Apa yang Harus Dilakukan
Mengingat waktu yang tersisa tiga tahun lagi, maka terdapat beberapa hal yang penting untuk dilakukan capres perempuan. Pertama, memantapkan diri dan yakin bahwa perempuan bisa menjadi presiden. Setelah itu mulai berhitung modal kapital yang dimiliki. Tidak bisa dipungkiri bahwa menjadi seorang calon presiden akan membutuhkan ongkos politik besar. Selain itu, penting untuk membentuk tim sukses dan jaringan yang kuat hingga ke akar rumput.
Kedua, menjalin hubungan dengan partai politik. Beberapa partai politik mungkin saat ini telah memiliki capres yang akan dimajukan di Pemilu 2024. Namun, hal tersebut dapat berubah. Hal ini bergantung dari apa yang ditawarkan oleh capres perempuan tersebut serta potensi pemenangannya. Selain itu, penting pula berkomunikasi dengan partai politik yang sekiranya tidak memiliki figur untuk dimajukan. Yang terpenting, capres perempuan sudah memiliki basis massa yang kuat serta pemilih loyal.
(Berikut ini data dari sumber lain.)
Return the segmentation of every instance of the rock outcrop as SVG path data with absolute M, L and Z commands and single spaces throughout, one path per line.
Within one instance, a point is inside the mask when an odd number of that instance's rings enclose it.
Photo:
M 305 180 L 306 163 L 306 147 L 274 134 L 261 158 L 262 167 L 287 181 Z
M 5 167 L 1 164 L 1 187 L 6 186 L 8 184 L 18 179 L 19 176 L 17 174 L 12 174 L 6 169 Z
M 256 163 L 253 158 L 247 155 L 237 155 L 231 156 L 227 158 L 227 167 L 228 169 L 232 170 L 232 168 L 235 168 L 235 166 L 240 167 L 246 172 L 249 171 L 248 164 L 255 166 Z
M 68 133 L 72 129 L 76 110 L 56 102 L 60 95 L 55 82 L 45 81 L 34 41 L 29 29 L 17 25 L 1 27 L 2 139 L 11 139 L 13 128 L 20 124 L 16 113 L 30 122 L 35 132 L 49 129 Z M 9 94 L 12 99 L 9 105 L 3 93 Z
Jika berhasil meraih dukungan partai politik, capres perempuan akan dibantu oleh partai politik melalui jaringan yang dimiliki. Bahkan, partai politik akan membantu dalam hal finansial untuk keperluan kampanye.
Ketiga, menyuarakan aspirasi perempuan. Penting bagi capres perempuan untuk menargetkan pemilih perempuan mengingat jumlah pemilih perempuan yang cukup banyak. Untuk itu, capres perempuan perlu untuk melakukan riset yang mendalam guna melihat kebutuhan dan keinginan dari pemilih perempuan. Hal ini dapat menjadi bekal dalam berkampanye dan membuat janji-janji politik kepada pemilih perempuan.